Well-posedness and averaging principle of McKean-Vlasov SPDEs driven by cylindrical $\alpha$-stable process

TL;DR

This paper establishes the well-posedness and averaging principle for McKean-Vlasov SPDEs driven by cylindrical alpha-stable processes, providing a rigorous foundation and convergence rate for multiscale stochastic systems.

Contribution

It proves well-posedness and the averaging principle for a class of McKean-Vlasov SPDEs driven by cylindrical alpha-stable processes, with explicit convergence rates.

Findings

Proved well-posedness of McKean-Vlasov SPDEs with cylindrical alpha-stable noise.
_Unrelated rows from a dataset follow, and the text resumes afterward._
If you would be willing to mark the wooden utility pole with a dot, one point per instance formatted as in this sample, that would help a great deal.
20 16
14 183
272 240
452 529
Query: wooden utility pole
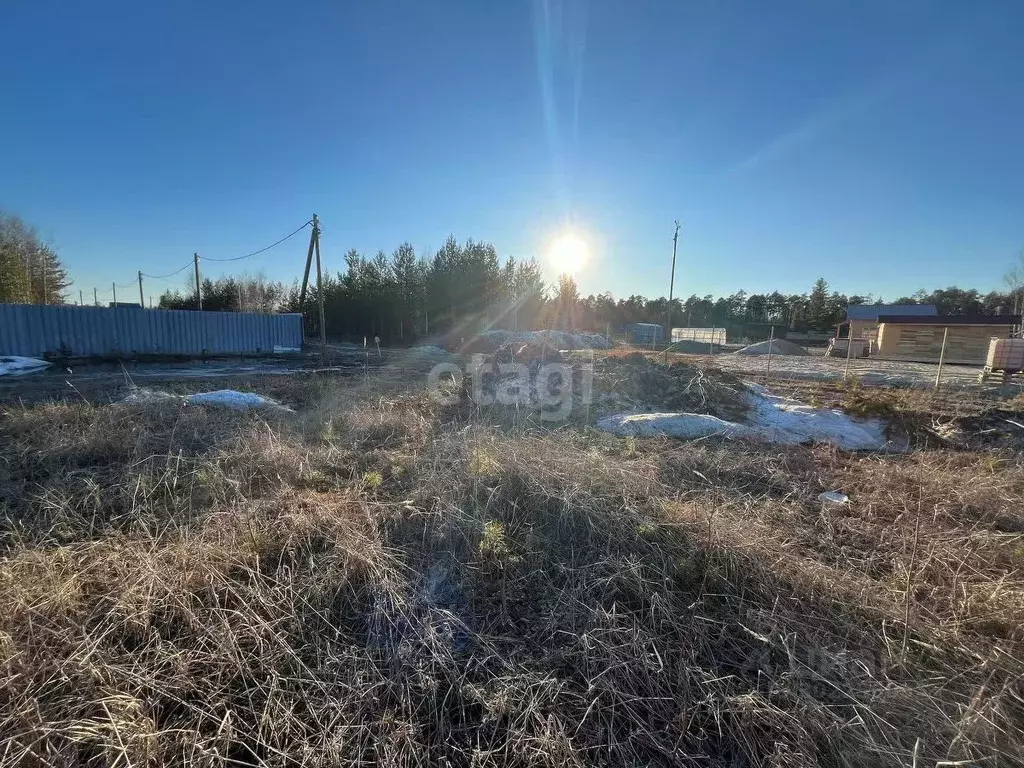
199 290
672 286
320 286
305 272
942 357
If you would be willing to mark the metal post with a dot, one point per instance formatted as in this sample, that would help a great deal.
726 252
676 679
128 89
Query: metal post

Established averaging principle with strong convergence rate.

Demonstrated applicability to multiscale stochastic systems.

Abstract

In this paper, we first study the well-posedness of a class of McKean-Vlasov stochastic partial differential equations driven by cylindrical $\alpha$-stable process, where $\alpha\in(1,2)$. Then by the method of the Khasminskii's time discretization, we prove the averaging principle of a class of multiscale McKean-Vlasov stochastic partial differential equations driven by cylindrical $\alpha$-stable processes. Meanwhile, we obtain a specific strong convergence rate.